Abstract 17P
Background
The lack of PD-1 or LAG-3 mutants with constitutive inhibitory activities prevents a systematic approach to dissect all the intracellular events regulated by PD- 1 and LAG-3 that establish a strong T cell dysfunctionality in patients with intrinsic resistance to PD-1 therapies. It is thought that PD-1 and LAG-3 form a supramolecular complex together with TCR components in order to exert their inhibitory activity over TCR signal transduction. So far, no PD-1 and LAG-3 mutants with constitutive signalling activities have been described. Here we have constructed molecules that provide an initial TCR-dependent signal in T cells that lead to a sustained inhibitory activity of PD-1 and LAG-3.
Methods
To construct molecules with constitutive PD-1 and LAG-3 signaling activities in T cells, we replaced their immunoglobulin domains with a sequence encoding a single chain antibody that binds CD3. These fusion genes were cloned into the pDUAL lentivector expression system, which coexpress antibiotic resistance for selection of cells lines. When expressed in T cells, the engagement with CD3 will trigger a TCR signal in neighbouring T cells, and these molecules will then transmit either PD-1 or LAG-3 signals. To test their expression, human T cells were transduced with lentivectors expressing these constructs singly or in combination and their phenotypes were characterized by flow cytometry analysis.
Results
Both constructs showed differential phenotypes and expression levels within different surface and intracellular molecules compared with their WT and CD3 activator controls, such as CD3, CD4, CD27, CD28, CD69, CD62L, CD45RA, PD1, LAG3, TIM-3, CTLA-4, KIR2DL1/S1/S3/S5, IFNg, IFNa/b, IL-12/IL-13, IL-4, IL-2 and IL-17A, among others.
Conclusions
These results showed that these molecules had functional PD-1 and LAG-3 constitutive inhibitory signalling in T cells leading T cell dysfunctionality. This will allow to study the reasons behind the intrinsic resistance to PD-1 blockade.

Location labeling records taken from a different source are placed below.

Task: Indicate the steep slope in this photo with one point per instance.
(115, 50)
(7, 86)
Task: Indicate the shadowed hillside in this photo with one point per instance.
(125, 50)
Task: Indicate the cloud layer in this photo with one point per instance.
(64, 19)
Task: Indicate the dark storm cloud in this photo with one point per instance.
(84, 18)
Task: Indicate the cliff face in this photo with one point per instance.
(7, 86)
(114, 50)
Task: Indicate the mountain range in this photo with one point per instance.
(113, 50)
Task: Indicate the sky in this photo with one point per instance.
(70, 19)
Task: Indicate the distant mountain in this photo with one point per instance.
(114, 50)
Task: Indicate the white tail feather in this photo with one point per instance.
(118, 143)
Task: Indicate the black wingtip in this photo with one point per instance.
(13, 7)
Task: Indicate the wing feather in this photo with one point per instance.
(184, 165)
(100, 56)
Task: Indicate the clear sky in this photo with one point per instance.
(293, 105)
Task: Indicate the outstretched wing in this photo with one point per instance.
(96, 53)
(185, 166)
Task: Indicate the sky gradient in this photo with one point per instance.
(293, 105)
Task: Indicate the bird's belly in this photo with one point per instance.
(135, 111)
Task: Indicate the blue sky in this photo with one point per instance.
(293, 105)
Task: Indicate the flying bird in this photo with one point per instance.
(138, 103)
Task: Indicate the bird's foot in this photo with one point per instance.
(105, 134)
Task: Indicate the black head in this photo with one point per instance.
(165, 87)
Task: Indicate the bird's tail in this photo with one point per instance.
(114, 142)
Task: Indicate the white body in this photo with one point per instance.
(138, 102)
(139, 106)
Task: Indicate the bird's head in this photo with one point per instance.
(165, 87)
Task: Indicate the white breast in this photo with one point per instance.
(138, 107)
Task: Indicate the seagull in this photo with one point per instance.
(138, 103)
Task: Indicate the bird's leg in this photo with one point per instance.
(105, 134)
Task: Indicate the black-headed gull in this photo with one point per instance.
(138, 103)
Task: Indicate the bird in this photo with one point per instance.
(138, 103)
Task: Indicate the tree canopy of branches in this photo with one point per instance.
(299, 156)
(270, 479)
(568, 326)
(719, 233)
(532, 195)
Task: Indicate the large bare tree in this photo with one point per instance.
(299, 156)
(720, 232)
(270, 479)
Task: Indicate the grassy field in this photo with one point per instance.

Clinical trial identification
Editorial acknowledgement
Legal entity responsible for the study
Navarrabiomed, Instituto de Investigaciones Sanitarias de Navarra (IdiSNA), Universidad Pública de Navarra.
Funding
This work was supported and funded by the Spanish Association against Cancer (AECC, PROYE16001ESCO), Instituto de Salud Carlos III (ISCIII, FIS. PI17/02119), Biomedicine Project grant from the Department of Health of the Government of Navarre (BMED 050-2019).
Disclosure
All authors have declared no conflicts of interest.